Thanks, that makes it clearer for me (non-academic) to understand. It does astound me how much control the 'journals' have over the academic research world!


They basically work as a "neutral" refree and communication medium between competing groups and meta groups (universitys) and create a neutral evaluation of the goods these rivaling organisations produce.

The reason they are not replaced is for the same reason, stocktrading places can not simply be "replaced"- aka you cant open up a competing wall-street.


>The reason they are not replaced is for the same reason, stocktrading places can not simply be "replaced"- aka you cant open up a competing wall-street.

Ahem.

https://en.wikipedia.org/wiki/Over-the-counter_(finance)


> create a neutral evaluation of the goods these rivaling organisations produce

Well... They mostly facilitate the evaluation of the goods. The evaluation itself is still done by scientists and scholars that are not employed by the publishers.


If those would routinely abuse the power bestowed upon them, they would threaten the magazines. Its in there own best interest to not abuse there review-powers, or there reputation could be ruined by the very same marketplace.

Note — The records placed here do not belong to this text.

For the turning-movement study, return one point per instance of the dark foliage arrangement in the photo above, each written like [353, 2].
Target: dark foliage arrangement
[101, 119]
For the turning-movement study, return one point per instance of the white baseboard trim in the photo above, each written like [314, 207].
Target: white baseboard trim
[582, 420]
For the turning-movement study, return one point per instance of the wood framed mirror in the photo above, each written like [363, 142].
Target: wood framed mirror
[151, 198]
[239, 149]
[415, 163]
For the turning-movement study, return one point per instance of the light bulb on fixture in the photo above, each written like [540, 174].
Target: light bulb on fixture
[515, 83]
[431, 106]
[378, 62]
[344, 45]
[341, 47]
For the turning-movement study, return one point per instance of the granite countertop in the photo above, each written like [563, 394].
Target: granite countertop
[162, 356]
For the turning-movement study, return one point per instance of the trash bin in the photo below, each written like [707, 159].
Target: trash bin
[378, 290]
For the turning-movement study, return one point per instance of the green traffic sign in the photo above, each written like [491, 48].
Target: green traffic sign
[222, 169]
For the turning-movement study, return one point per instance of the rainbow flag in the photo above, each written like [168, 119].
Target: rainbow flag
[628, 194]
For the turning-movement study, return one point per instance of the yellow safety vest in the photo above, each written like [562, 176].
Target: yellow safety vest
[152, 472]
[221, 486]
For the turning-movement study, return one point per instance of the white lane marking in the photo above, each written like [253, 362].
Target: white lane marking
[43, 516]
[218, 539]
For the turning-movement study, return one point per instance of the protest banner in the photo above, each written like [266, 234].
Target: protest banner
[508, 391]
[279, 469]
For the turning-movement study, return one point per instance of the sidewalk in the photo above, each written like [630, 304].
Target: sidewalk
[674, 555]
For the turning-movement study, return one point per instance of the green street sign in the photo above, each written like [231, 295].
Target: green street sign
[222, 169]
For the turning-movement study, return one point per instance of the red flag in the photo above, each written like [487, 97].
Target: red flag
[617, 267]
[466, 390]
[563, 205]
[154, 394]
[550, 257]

You cant just open another marketplace at the same location, because that has you at a automatic disadvantage. You could however ruin the marketplaces reputation, trying to shift customers to yours. You can also, wrap the market-place as in- provide a vital layer they need to function, and thus turn them into a organella of a bigger market-place.


If academics cannot get together to fix a model so absurdly broken their problem solving capabilities come into question.

They had access to the Internet before the general public, they would have realized the ridiculousness of the journal model decades ago. You can't always be a victim.


You forget that before the internet, paper publishing was a thing and that actually cost money. Moreover most scientists are not tech savvy.


This at first made me angry, but on reflection I think you're basically right.

I think it's because modern academia lacks the slack in the system that is necessary to solve these kinds of problems.


Even though I'm not a researcher (yet; still doing my undergrad), this infuriates me to no end. I'd be glad to help any movement that attempts to break this by volunteering code and time.